Monday, February 1, 2010

“Taken” – Fathers kick ass.

It’s refreshing to know that Hollywood can occasionally still surprise me. I tend to have preconceptions going into movies (no, really) and they usually contain very low expectations. That wasn’t the case here, I did expect good things from this movie, but I thought I had this movie figured out from the previews. Luckily, I followed my own advice and ignored all previews after the initial theatrical preview.

If you had seen any of the previews, you had a pretty good idea about what would happen in this film. Liam Neeson is some sort of secret agent whose daughter is kidnapped while in Paris. The scene they use to hook the audience shows Neeson talking to her while she is hiding from the kidnappers. While he is talking, he is setting up some gadgetry. He then tells her they are going to take her.

After seeing this, I immediately thought about what the twist would be. After all, how many movies today don’t have twists? My guess was that he was using his daughter as bait to catch some bad guy. This would have been the typical nonsense that Hollywood has been forcing upon us lately. Thankfully, I was wrong in my guess, as well as in expecting a twist at all.

This film differed from other recent films in that there was no twist or unbelievable circumstances. Neeson is actually a retired agent, at one point referring to himself as a preventer. The reason he is talking his daughter through the kidnapping is to try to get as much information as he can in order to track her down. The rest of the film has Neeson following leads and eventually recovering his daughter, killing a lot of people on his way.

What I liked about this film was that fact that there was no nonsense and no questions left at the end of the film. Plus, with a running time of an hour and a half, it was short and to the point. There was no time in which the audience is left thinking that they missed something.

I also liked the role Neeson played in this movie. Secret agent skills aside, Neeson was just a father willing to do anything to rescue his child. He didn’t care about rules or laws or even friendships. He even shoots his friend’s wife when he realizes that his friend is a part of the organization that has taken his daughter. I’d like to think that any father would react in the same way and I have no problem with this.

Even more surprising was the makeup and costume job done to make Maggie Grace look like a 17 year-old girl when she is actually 25. In addition, she did a fantastic job emulating the mannerisms that teenagers tend to portray. After her forgettable performances in “Lost” and “The Fog,” this came as just another pleasant surprise.

Despite the fact that this movie was very well done, there are a couple of things that I need to warn you about. The first is the reason for the kidnapping.
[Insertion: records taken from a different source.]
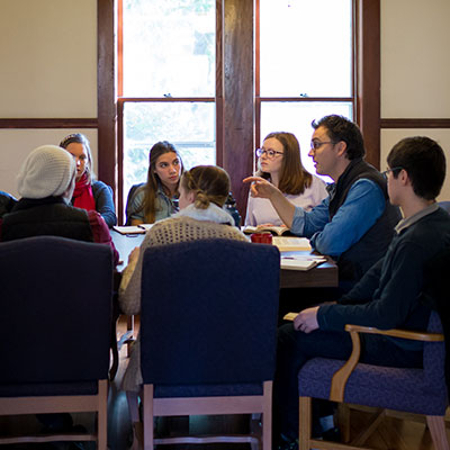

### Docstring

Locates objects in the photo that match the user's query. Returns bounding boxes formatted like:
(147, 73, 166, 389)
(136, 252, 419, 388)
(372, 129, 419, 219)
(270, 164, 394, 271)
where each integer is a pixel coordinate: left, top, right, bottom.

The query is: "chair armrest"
(329, 325, 444, 402)
(344, 324, 444, 342)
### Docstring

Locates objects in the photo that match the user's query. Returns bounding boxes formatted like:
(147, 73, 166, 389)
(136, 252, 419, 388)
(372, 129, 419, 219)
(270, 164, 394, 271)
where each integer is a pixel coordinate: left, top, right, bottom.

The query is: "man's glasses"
(256, 148, 284, 159)
(382, 166, 404, 179)
(310, 140, 334, 151)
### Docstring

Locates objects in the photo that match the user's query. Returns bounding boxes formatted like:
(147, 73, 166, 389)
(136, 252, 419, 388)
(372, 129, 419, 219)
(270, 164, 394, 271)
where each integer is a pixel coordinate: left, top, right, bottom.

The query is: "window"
(118, 0, 217, 209)
(116, 0, 357, 220)
(257, 0, 354, 179)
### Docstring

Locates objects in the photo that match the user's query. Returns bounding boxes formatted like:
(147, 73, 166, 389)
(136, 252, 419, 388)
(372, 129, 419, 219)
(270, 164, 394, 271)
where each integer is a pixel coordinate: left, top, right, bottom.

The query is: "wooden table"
(110, 230, 338, 376)
(111, 231, 338, 289)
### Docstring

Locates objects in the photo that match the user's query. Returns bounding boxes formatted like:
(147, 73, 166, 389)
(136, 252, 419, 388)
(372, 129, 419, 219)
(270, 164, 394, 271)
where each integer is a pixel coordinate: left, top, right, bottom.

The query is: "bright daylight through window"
(121, 0, 216, 206)
(259, 0, 353, 180)
(120, 0, 354, 201)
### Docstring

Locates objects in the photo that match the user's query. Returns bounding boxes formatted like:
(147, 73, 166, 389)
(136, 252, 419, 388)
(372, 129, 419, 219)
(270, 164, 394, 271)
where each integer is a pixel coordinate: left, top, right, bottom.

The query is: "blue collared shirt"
(290, 179, 386, 257)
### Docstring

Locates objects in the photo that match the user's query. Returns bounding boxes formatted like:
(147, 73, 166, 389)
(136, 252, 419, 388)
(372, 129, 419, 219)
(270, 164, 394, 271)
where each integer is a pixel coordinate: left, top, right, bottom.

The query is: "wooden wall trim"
(381, 119, 450, 129)
(223, 0, 253, 219)
(357, 0, 381, 169)
(0, 119, 98, 129)
(97, 0, 117, 195)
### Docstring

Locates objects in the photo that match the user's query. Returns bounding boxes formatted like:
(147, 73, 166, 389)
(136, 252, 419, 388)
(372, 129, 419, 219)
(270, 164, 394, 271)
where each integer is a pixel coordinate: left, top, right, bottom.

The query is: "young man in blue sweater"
(274, 136, 450, 449)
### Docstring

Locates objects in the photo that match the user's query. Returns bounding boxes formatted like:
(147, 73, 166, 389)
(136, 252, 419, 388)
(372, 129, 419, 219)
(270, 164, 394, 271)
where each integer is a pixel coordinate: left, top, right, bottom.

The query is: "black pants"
(273, 323, 423, 442)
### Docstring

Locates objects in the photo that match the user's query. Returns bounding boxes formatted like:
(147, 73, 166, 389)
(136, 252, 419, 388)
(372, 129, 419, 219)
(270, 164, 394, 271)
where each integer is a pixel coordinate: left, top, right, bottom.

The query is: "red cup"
(250, 232, 273, 244)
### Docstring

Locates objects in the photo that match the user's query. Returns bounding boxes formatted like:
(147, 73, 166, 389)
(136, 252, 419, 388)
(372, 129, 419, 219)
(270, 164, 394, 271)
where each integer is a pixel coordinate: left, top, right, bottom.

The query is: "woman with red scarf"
(59, 133, 117, 227)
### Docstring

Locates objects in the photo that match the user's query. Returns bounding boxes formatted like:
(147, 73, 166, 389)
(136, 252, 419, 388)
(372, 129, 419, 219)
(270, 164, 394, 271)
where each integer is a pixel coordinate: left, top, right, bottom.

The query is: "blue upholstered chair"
(136, 239, 280, 450)
(438, 201, 450, 214)
(297, 310, 449, 450)
(125, 182, 145, 225)
(0, 236, 114, 449)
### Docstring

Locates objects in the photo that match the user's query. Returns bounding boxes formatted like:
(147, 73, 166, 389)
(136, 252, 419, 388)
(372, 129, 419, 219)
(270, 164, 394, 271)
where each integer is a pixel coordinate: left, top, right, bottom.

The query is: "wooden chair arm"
(344, 324, 444, 342)
(329, 324, 444, 403)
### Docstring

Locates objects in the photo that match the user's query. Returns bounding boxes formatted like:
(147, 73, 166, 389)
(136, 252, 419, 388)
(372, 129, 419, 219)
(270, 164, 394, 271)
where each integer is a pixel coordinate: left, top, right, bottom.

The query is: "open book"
(242, 225, 291, 236)
(272, 236, 312, 252)
(113, 224, 154, 235)
(280, 254, 327, 271)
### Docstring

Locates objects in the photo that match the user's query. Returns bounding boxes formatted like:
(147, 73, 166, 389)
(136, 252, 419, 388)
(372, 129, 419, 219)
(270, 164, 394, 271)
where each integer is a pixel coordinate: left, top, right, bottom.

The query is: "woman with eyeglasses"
(244, 132, 327, 227)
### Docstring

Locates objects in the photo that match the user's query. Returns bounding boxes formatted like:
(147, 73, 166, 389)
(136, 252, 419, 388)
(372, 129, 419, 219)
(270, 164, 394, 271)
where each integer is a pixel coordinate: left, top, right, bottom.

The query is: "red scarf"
(72, 174, 96, 211)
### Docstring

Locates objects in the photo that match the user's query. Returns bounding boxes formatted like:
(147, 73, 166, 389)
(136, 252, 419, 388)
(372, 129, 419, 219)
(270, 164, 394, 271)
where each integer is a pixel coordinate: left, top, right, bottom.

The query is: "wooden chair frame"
(127, 381, 273, 450)
(298, 325, 449, 450)
(0, 379, 108, 449)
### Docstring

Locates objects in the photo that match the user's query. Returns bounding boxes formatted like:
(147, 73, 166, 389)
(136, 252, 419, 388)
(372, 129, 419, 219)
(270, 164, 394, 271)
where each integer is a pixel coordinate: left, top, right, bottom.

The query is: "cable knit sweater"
(118, 203, 248, 391)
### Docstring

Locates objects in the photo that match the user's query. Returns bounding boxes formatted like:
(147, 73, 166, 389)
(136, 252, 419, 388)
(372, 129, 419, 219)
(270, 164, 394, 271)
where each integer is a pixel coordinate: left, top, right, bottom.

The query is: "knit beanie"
(17, 145, 76, 199)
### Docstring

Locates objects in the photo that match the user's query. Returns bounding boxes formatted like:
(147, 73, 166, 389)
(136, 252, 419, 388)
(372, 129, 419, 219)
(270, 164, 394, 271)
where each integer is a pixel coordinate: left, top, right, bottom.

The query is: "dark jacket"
(2, 197, 94, 242)
(0, 191, 17, 218)
(329, 158, 401, 281)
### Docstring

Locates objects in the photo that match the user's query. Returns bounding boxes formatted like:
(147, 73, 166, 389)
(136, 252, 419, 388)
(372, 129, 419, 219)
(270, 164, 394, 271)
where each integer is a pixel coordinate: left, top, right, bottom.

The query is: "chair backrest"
(0, 236, 113, 385)
(125, 182, 145, 225)
(140, 239, 280, 386)
(438, 201, 450, 213)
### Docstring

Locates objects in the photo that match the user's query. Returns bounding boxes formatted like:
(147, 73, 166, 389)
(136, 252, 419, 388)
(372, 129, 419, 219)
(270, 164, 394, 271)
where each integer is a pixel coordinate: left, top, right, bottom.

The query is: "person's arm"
(317, 240, 424, 331)
(310, 179, 385, 256)
(290, 197, 330, 236)
(243, 176, 296, 227)
(92, 181, 117, 228)
(337, 257, 384, 305)
(87, 210, 119, 266)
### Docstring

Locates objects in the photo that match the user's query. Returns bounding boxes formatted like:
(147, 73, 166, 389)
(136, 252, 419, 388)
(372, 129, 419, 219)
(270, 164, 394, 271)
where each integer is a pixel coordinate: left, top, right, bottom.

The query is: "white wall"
(2, 1, 450, 200)
(1, 129, 98, 198)
(0, 0, 97, 197)
(380, 0, 450, 200)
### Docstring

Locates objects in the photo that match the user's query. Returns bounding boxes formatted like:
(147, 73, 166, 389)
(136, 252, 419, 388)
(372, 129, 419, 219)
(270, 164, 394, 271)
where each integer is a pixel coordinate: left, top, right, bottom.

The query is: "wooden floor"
(1, 315, 449, 450)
Neeson eventually uncovers an underground trade market where young girls are sold to creepy rich guys for sex. It’s one of those things that is entirely too easy to believe happens in the real world and makes you cringe that people are that disgusting. Thankfully, Neeson kills a lot of them.

The other warning is that Famke Janssen may be aging worse than any woman in Hollywood. Remember how incredibly hot she was in “James Bond: Goldeneye” as Xenia Onatopp? That was 1995 and she was 31 at the time. Three years later she appeared in “Rounders” and you could already see something going awry. A couple of years after that came her role as Jean Grey in “X-Men.” Her age was hidden a little here, but it seemed to be last attempt. In the third X-Men film, she looked terrible (I know some of this was on purpose, but they didn’t have to try hard). Now, at 44, she looks as if she is deep into her 50s. So, if you were hoping to get a little eye candy there, you might want to close your eyes and just pretend it’s the James Bond version of her.

I really liked this movie, so I feel like this review has to end on a positive note. A lot of directors make the mistake of casting actors who have no business in action roles. I might have once believed this of Neeson, but his role in “Batman Begins” proved that he can kick some ass. If you were on the fence about seeing this film, that should give you a little extra motivation. After all, we all like to believe that our fathers can kick anyone’s ass.

Rating: This movie is worth the money simply because they don’t try to bullshit you. Hand over your ten bucks and enjoy the film.